Verso lo stato d'emergenza?

 

         L'analisi recente di una commissione del Senato afferma che circa un quinto dei 2.500 municipi del Messico è sotto il dominio dei narcos e che in circa la metà l'influenza dei cartelli della droga è pesante. Come può affermare il ministro degli interni Blake Mora che esiste governabilità nel paese quando gli stessi dati istituzionali lo smentiscono? O dichiarare che l'ultima ondata di stragi conferma che la linea del governo è quella giusta? Perché le autorità si irritano fortemente quando si parla – ormai sempre più spesso – di "narco-stato" o di "stato fallito"? Perché si cerca invariabilmente di far passare le vittime innocenti – molte cadute sotto il "fuoco amico" dell'esercito – per delinquenti uccisi in un regolamento di conti?
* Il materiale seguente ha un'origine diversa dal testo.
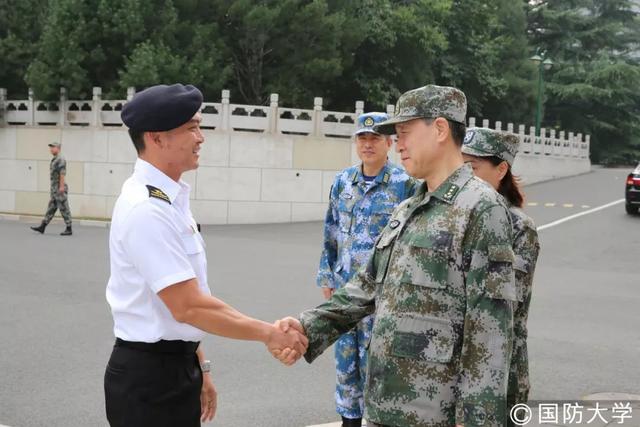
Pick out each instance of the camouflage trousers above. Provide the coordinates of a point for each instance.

Come è possibile che le dichiarazioni ufficiali finiscono sempre per sbriciolarsi di fronte all'evidenza?

 

         Sono alcuni degli interrogativi del momento, insieme al dubbio, ormai avanzato da vari osservatori, che questa pioggia di cadaveri possa avere una regia, un disegno complesso forse elaborato altrove e sperimentato qui. Una trama in cui si intrecciano sparatorie fra bande rivali e fra queste e la polizia o l'esercito, 'desaparaciones' collettive, come il caso dei venti turisti di Michoacán scomparsi nel nulla ad Acapulco (ma sembra che ci sia lo zampino della polizia locale), granate esplose contro caserme e commissariati ma anche in luoghi pubblici, omicidi mirati su commissione, spesso contro attivisti politici, difensori dei diritti umani e giornalisti.

 

         Se dovesse rivelarsi intenzionale e concertata, sarebbe una strategia del terrore messa in atto per giustificare una maggiore militarizzazione del paese e un'ulteriore sospensione delle garanzie fondamentali. Ma che potrebbe anche provocare reazioni impreviste nel corpo della società messicana, allo stremo di sopportazione e resistenza.

 

         Intanto Hillary Clinton ha usato in più di un'occasione la parola "terrorismo" nel riferirsi ai pesanti e sempre più frequenti episodi di stragi e attentati a sud del Rio Grande. Una parola che, come un campanello d'allarme o una sirena, suole preannunciare e giustificare un intervento militare statunitense.